Nationally, the two-year deadline of the previous leftist government of Gabriel Boric to set up the newly created Biodiversity and Protected Areas Service (SBAP) passed without the legislation being enacted, meaning it could be scrapped by the new government. This delay could block environmental protection.

Now conservation organisations are on high alert, trying to hold on to existing environmental safeguards. Lorena Arce, coordinator of the biodiversity and development alternatives programme at Chile’s Citizen Observatory, commented that political activism “will be focused more on defence than on promotion”.


The Atacama desert is one of the driest places on Earth, making water an extremely political issue. Sources range from tributaries of the Lluta and San José Rivers, which irrigate the important agricultural valleys of Azapa and Lluta, to groundwater and high-altitude wetlands, the peatlands known locally as bofedales and vegales.

The Azapa valley, one of the region’s main agricultural centres, is known as “Chile’s refrigerator”, producing tomatoes, olives and other vegetables all year. Yet the Azapa aquifer has been facing shortages.

San Miguel de Azapa, an agricultural oasis in the Atacama desert known as ‘Chile’s refrigerator’ for the year-round produce from its greenhouses. Photograph: Jon G Fuller/Universal/Getty

The situation is exacerbated by worsening climate conditions. A report by the environment ministry’s office of climate change suggests that highland temperatures are set to rise by 2-6C (3.6-10.8F) by 2080, and precipitation is projected to decline by up to 30%, which could greatly affect these major sources of water.

Chile has one of the world’s most privatised water systems, which creates problems at the local level. It is based on the water code introduced in 1981 by the Pinochet dictatorship.

Aymara locals from Visviri, in Chile’s far north near Bolivia. Boric prioritised Indigenous water rights but Kast is set to favour business. Photograph: Daniel Harper

The law granted permanent water rights to private companies and individuals, who could buy, sell and inherit them. This allowed mining companies to buy large amounts of water, causing tension with Indigenous communities relying on the same sources for farming, livestock and the wetlands.
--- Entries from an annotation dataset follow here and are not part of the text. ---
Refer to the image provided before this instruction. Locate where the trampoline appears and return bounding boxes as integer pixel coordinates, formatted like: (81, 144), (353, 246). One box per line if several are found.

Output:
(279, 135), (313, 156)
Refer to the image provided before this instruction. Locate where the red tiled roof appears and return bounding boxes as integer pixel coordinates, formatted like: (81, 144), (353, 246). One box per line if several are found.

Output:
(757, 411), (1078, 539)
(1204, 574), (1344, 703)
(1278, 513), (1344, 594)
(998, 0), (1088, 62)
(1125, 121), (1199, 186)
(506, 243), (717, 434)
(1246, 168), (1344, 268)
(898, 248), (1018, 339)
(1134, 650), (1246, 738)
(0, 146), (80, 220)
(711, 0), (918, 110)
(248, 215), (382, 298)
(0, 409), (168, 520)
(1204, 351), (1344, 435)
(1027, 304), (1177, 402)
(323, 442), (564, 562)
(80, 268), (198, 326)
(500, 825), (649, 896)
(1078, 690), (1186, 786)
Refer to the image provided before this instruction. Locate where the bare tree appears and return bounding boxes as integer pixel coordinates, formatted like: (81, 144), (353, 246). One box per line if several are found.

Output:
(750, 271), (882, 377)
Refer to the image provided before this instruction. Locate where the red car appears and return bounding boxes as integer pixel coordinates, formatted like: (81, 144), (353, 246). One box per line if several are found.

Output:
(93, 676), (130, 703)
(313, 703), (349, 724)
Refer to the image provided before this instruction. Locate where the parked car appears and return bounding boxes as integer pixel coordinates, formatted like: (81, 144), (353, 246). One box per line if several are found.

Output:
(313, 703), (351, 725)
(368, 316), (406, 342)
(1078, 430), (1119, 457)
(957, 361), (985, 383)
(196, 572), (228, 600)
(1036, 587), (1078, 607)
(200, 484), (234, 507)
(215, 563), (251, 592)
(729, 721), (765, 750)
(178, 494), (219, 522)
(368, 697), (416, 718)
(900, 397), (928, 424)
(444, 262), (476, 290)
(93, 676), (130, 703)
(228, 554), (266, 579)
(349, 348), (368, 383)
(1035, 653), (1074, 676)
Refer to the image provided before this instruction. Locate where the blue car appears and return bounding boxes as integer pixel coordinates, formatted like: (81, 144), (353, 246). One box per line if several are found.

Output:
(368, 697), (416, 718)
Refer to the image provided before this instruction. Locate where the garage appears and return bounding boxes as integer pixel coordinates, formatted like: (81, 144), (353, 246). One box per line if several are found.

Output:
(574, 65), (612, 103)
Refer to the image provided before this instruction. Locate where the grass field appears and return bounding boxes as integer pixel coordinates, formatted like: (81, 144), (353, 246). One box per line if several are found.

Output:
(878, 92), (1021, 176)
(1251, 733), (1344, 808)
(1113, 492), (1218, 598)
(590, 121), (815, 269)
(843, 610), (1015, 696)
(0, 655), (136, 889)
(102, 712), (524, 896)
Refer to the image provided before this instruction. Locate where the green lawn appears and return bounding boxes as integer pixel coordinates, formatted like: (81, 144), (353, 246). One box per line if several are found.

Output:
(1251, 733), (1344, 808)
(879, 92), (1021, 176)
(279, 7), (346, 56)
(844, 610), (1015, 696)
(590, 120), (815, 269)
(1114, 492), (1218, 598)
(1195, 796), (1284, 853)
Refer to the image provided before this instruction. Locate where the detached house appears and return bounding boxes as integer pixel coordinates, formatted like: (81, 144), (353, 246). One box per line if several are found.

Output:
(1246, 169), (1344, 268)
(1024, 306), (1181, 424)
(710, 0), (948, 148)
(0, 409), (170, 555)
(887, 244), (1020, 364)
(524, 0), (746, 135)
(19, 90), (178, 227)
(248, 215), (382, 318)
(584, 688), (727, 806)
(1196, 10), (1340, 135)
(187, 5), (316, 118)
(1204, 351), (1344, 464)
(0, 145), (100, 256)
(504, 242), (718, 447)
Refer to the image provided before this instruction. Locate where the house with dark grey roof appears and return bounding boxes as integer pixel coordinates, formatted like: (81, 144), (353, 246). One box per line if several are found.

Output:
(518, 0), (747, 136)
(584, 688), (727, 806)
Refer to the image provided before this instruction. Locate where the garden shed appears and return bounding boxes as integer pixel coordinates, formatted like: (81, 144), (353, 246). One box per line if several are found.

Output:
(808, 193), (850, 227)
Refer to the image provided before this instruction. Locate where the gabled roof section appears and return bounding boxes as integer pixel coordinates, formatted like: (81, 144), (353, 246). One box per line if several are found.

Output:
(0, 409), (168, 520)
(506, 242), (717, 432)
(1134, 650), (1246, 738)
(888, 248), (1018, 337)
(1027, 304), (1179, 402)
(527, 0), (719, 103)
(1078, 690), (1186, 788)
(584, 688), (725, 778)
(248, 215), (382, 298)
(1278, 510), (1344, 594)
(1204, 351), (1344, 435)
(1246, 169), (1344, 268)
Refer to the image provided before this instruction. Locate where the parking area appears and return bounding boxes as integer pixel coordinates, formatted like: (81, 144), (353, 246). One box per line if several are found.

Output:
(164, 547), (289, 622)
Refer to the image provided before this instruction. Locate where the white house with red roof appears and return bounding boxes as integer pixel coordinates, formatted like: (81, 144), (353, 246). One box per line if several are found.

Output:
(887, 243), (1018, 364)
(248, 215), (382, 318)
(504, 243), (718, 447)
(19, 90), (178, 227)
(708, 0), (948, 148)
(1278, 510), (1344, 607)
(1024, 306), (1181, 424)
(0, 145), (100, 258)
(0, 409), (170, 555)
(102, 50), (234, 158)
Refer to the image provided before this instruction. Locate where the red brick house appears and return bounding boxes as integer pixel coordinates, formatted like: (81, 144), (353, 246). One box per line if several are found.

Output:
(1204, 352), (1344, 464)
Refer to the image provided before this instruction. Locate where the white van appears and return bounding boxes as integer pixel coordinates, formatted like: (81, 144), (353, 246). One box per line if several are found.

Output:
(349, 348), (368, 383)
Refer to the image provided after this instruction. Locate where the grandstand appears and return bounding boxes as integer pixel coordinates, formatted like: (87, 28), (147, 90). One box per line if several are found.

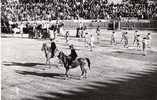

Gloria Lillo Ortega, development and policy coordinator at the National Irrigation Commission, says: “The main problem in the north is less about infrastructure and more about governance: the rules of the game, the legal framework, the water code, land-use planning and long-term planning.

“These governance issues are more critical. The Boric administration has prioritised small-scale agriculture and Indigenous communities. A future administration could shift that focus towards large-scale individual users.”

In 2022, the law was reformed to limit water rights to 30 years instead of indefinitely, with greater priority given to human consumption and environmental protection. Yet the reform has been criticised for not doing enough to address historic inequalities in water rights.

In the town of Putre, capital of Parinacota province, Sebastián Vidal Díaz, co-founder of the Aka Pacha Foundation, an environmental and social organisation operating in the lower highlands, is also concerned about the new Kast administration.

“We are afraid that this productive vision will cause some extreme change in the north because this region is not fully covered with mining companies,” Vidal Díaz says. “This is one of the regions with the fewest approved mining projects. Kast just wants more foreign investment.”